21 January 2009
The heat of heart
I ended my shift early last night, stocked up on hot dogs, sarsaparilla (another name for root beer, apparently) and Oreos, and staked out a position on the couch for the Obama inauguration. The Good Morning America coverage began with a shot of the Mall just as the first rays of the morning sun were lighting the tip of the Washington Monument, and already the space was crowded, with streams of people flowing in. By noon it was a solid mass of onlookers, all there to be a tiny part of history.
The GMA crew interviewed the spectators, asking, “Who has the most layers of clothing?” It was cold. Cold with windchill.
I’ve been there. I’ve walked through a bitter pre-dawn in Washington DC, and I’ve crunched across the Mall covered in fresh snow. That was exactly four years ago, the day after the second Bush inauguration, so I knew exactly how cold it was for the swelling crowd.
My wife and I had the city to ourselves then, and we spent a sparkling afternoon exploring the Smithsonians and marvelling at the wealth of art in the glittering halls of the National Art Gallery. But eventually the early twilight drove us outside, where we looked for a place to hail a cab. Most of the street was lined with parked cars, but outside an impressive building on Constitution Avenue, there was a clear space, albeit lined with the ugly cement barricades that have sprouted like toadstools in the years following the 9/11 attacks. I set down my heavy tote bag with a sigh of relief and in a few moments a cab drew up beside us, just as I became nervously aware of the approach of a couple of uniformed security guards. Heavily armed security guards.
We hustled inside the cab and sped off.
“Crikey,” I said to the cabbie, a silver haired gent, “What’s the story there?”
“That the Department of Justice,” he replied. “They antsy over Gitmo.”
Guantanamo Bay, where terrorist suspects were detained, had been the subject of some fairly high-level protesting in the weeks before our visit, so I guess that anybody carrying a bulky bag might arouse suspicions. After all, Washington itself had been attacked in 2001, and there were good reasons to be antsy.
The cab itself was an old model. Beautifully clean and tidy, but definitely showing the signs of a long life as a hack. I learnt later that the tax regime made it uneconomical to buy new vehicles, so cabs were operated until they fell apart, and this one didn’t have long to go.
We rattled through an intersection and I nudged my wife. “Look, the White House!”
“Yeah,” said the cabbie, “they got the wrong guy in there.”
We chatted the rest of the way to the hotel. He was interested in Australia, and we told him about the wildlife and the climate, stressing that we didn’t see much snow there.

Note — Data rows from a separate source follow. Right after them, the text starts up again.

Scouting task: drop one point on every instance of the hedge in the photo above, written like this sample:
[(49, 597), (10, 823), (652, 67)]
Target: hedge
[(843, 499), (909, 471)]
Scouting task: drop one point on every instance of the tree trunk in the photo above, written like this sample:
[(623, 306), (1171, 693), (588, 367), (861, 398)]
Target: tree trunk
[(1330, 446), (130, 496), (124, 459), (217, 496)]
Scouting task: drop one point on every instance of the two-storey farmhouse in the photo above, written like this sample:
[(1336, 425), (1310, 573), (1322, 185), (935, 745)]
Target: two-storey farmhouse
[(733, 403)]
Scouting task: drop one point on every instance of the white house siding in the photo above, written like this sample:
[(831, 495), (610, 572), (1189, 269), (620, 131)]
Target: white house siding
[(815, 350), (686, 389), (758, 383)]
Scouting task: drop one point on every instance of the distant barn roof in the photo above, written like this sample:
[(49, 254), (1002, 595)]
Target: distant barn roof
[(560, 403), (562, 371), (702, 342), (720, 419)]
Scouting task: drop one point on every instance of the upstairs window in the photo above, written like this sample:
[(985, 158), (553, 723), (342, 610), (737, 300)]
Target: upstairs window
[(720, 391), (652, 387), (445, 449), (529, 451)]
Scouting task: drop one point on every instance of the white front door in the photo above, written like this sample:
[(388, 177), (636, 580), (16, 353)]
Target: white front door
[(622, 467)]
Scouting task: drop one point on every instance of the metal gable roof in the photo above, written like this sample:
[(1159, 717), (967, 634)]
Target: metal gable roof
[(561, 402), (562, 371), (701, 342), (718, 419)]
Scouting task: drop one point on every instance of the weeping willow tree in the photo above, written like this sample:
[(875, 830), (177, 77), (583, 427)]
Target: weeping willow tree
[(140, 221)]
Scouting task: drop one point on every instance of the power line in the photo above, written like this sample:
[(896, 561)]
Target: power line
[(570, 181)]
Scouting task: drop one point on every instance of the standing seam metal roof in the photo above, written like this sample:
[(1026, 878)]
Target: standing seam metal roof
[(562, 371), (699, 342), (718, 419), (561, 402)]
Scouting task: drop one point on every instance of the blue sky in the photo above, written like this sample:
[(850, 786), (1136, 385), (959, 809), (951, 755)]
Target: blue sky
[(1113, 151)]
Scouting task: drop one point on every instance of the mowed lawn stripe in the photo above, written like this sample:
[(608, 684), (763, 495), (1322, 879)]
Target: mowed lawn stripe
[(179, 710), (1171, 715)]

In fact it was summer right now, and we’d come straight from 30 degree heat to this snowy, subzero environment.
“Might move there,” he mused. “Might marry up one of them native girls, hey?”
We assured him that there was always room for taxidrivers in Australia, and gave him a small tip when he dropped us off at our hotel.
So when I saw Washington DC last night, looking frosty in the winter air, and joyous in the atmosphere of celebration, I remembered my own first fond impressions. Compared to Canberra, it’s a very different city, but there are similarities - the broad ceremonial avenues, the grand public institutions, the monuments and memorials. It’s a place where I can feel at home on the far side of the world.
“Aren’t you cold?” asked the television interviewer of one lovely old black woman, showing all her teeth in a fabulous smile.
“No, honey, I got my heart to keep me warm.”
There were a lot of happy hearts in Washington. A million strong, they thumped away and surged with excitement when Obama came out to take the oath. The sight of that sea of flags waving in a joyous tumult was unforgettable. I wish I was there, to share the excitement, to wave a flag, to feel the warmth of history and a glorious new dawn.
And somewhere, maybe in that crowd, maybe parked on a side street, listening on his cab radio, I am sure that there was one very happy cabdriver.